To apply a filter to a DEM:
1. Create a filter file which contains the series of filters that are required.
- In the sample analysis, the filter file contained a single 5x5 average filter; however multiple filters can be included in one filter file.
- In the sample analysis, the filter file was as follows:
2. Open the r.mfilter module.
3. Select the DEM in ‘Name of Input Raster Map’.
4. Specify a name for ‘Name of Output Raster Map’.
5. Specify the full path and name of filter file in ‘Name of Filter File’.
6. Specify the number of times to repeat the filter.
Alternatively, this can be done in command line based on [r.mfilter input=DEM output=DEM_filtered filter= ‘path to filter file’ repeat= ‘number of repeats’].
Images are provided from each output wetness index, to allow investigation of the differences in wetness index output resulting from filtering the DEM with a 5x5 average filter. Generally trial and error is required to find the proper series of filters for your research needs. However, the following images should give an idea on the basic effects of average filtering.
Figure 6: Wetness indices that were generated from differently filtered DEMs.
Figure 7: Wetness indices, generated from differently filtered DEMs, in the northern region of the Carp watershed.
Figure 8: Wetness indices, generated from differently filtered DEMs, in the southern region of the Carp watershed.
Verifying Outputs:
Verifying Watershed Boundaries:
To assess the accuracy of the watershed boundary outputs, obtain digital maps (either raster or vector) of verified watershed boundaries from local conservation authorities. By superimposing the verified watersheds over the watershed outputs, the accuracy of watershed outputs can be visually evaluated. Furthermore, statistical comparison of the verified and output watersheds is possible, if need be.
Figure 9: Two watershed outputs (r.watershed, r.water.outlet) with a superimposed watershed verification vector. In the sample analysis, the watershed verification vector was published by Ministry of Natural Resources.
Verifying Wetness Index:
If digital topographic maps are available in your area, they can provide a good means of evaluating the potential accuracies of your output wetness index images.
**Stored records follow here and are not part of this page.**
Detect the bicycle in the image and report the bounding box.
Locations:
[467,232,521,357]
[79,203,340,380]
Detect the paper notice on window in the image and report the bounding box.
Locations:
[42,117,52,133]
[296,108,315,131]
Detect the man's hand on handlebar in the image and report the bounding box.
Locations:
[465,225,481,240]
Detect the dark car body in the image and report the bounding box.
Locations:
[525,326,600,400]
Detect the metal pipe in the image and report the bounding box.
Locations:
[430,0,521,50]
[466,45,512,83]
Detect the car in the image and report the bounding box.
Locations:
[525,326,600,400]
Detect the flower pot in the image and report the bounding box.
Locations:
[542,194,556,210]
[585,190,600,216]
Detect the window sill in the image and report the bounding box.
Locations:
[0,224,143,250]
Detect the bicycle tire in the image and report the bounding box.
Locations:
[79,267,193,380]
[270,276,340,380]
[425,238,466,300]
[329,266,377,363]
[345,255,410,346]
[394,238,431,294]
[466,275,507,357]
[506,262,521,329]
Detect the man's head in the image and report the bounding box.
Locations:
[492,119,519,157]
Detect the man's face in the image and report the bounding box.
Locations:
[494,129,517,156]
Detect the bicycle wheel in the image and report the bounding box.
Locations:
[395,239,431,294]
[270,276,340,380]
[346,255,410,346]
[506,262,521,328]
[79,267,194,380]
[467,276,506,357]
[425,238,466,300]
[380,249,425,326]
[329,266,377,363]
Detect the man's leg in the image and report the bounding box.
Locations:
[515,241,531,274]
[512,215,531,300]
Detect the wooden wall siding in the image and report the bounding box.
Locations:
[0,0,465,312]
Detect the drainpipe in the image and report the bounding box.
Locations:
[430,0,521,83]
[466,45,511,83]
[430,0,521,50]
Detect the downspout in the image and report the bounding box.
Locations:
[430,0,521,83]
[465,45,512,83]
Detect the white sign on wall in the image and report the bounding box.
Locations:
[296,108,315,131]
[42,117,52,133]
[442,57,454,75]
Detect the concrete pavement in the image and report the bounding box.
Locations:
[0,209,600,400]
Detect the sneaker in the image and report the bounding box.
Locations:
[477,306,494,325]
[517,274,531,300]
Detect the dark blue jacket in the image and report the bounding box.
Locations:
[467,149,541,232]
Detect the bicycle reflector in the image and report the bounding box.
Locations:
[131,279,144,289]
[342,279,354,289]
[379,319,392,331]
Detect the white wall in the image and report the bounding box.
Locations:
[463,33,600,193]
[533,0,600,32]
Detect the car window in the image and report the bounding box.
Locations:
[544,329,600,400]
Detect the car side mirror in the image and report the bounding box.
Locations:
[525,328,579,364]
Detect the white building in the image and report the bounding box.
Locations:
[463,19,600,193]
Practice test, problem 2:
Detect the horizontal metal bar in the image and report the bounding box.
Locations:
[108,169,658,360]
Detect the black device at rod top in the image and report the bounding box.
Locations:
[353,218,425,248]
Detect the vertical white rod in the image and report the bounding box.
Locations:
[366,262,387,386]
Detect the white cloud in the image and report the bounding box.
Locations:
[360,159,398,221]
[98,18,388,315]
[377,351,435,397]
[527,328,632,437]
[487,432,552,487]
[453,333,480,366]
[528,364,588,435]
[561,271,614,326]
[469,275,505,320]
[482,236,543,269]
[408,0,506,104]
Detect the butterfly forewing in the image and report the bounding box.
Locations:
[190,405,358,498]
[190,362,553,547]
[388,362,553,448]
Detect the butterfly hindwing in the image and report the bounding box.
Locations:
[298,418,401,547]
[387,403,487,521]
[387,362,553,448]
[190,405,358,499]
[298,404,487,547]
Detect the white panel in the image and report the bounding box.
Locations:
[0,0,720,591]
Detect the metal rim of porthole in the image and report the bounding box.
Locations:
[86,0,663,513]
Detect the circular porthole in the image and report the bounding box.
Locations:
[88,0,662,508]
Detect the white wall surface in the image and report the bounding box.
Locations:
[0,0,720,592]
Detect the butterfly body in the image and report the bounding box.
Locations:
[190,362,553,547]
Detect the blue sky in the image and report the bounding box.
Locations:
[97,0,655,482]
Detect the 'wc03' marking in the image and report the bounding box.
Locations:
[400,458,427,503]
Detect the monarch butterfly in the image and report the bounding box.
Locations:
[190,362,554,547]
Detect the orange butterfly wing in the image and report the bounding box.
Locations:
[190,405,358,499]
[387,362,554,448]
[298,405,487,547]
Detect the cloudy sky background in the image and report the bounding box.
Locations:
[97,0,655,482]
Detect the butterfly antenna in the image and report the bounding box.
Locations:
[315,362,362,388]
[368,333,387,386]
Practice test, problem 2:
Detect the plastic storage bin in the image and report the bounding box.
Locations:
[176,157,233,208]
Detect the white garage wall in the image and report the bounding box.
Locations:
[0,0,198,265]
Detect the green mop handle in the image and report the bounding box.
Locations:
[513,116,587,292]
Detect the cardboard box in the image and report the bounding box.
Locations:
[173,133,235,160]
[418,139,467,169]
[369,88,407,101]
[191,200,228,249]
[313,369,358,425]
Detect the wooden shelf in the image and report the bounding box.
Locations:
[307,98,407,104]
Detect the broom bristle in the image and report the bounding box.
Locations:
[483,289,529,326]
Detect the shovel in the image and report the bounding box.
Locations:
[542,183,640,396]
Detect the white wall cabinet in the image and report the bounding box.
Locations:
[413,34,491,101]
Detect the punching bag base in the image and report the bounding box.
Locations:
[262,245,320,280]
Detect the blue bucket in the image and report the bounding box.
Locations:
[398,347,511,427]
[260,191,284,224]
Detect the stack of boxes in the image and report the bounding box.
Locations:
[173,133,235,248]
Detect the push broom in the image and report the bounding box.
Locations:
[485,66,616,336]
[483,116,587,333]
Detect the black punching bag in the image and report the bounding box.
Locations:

By superimposing the wetness index images (with transparency of ~60%) over the topographic maps, the relative accuracy of each wetness index can be evaluated. To evaluate wetness index accuracy, the types of land cover (based on topographic maps) that fall in relatively wet or dry areas (based on wetness index) should be investigated. For example, if the majority of creeks, streams, and swampy areas on the topographic map are shown to be ‘wet’ areas on the wetness index, this would suggest that an accurate wetness index image was generated. On the other hand, if the majority of creeks, streams, and swampy areas on the topographic map are shown to be ‘dry’ areas on the wetness index, the index is likely inaccurate.
Figure 10: Screenshot during wetness index verification, in the northern region of the Carp watershed.
Figure 11: Screenshot during wetness index verification, in the southern region of the Carp watershed.